Cumhur İttifakı’nın siyasi iktidarı cemaat-tarikat-Hizbullah ile bağlantılı bir partiyle paylaşma fikri bile son derece tehlikeli ve laik, sosyal hukuk devletine açıktan karşı duruş sergilemek demek. Canını kurtarma derdine düşmüş olan Cumhur İttifakı’nın bu tehlikeli yapılanmaları devlet korumasına alması demek. Hayatlarımızı, haklarımızı, geleceğimizi pazarlık konusu yapmak ve bunu masaya yatırmak Anayasa'ya aykırı. Yaşamlarımız, haklarımız, geleceğimiz üzerine yapılan pazarlıkları asla kabul etmeyiz. Kadınların, çocukların, LGBTİ+ların hayatları, yaşam biçimleri hiçbir partinin siyasal beka aracı değildir. Hayatlarımızın bu tartışmalarda ve/veya çatışmalarda ya pasif bir “nesne” olarak ele alınmasına itirazımız hiç bitmeyecek.

Ve yürürlüğe girdiği günden beri etkin uygulanması noktasında mücadele ettiğimiz bir yasa olan 6284 sayılı kanun eksiksiz uygulanacak. Yeter mi? Elbette yetmez. Türkiye, tekrar İstanbul Sözleşmesi’nin taraf ülkelerinden olacak. Sözleşme’nin yüklediği tüm yükümlülükleri yerine getirecek. Bu seçim kadın, çocuk, LGBTİ+ düşmanlığı ve açıktan nefret suçu işleyenler ile diğerleri arasında bir seçim olacak. Bu seçim; nüfusun yarısını oluşturan kadınların mecliste eşit temsil edilmesini önceleyen, kadın-erkek eşitliğini devlet politikası olarak benimseyenler ile zifirî karanlığa çekmeye çalışanlar arasında geçecek.
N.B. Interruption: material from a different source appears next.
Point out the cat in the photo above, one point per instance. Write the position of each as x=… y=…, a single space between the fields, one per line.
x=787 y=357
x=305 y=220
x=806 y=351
Her zaman olduğu gibi; bu seçimde de kadınların özgürlük mücadelesi, toplumun özgürlükler dünyası için son derece kilit bir role sahip. Yine demokratik mekanizmaları korumak için yoğun bir mücadele gerektiren bir dönemdeyiz.

Ya koyu karanlığı birlikte yırtacak ve şafağın aydınlığına kavuşacağız, ya da nefessiz kalacağız.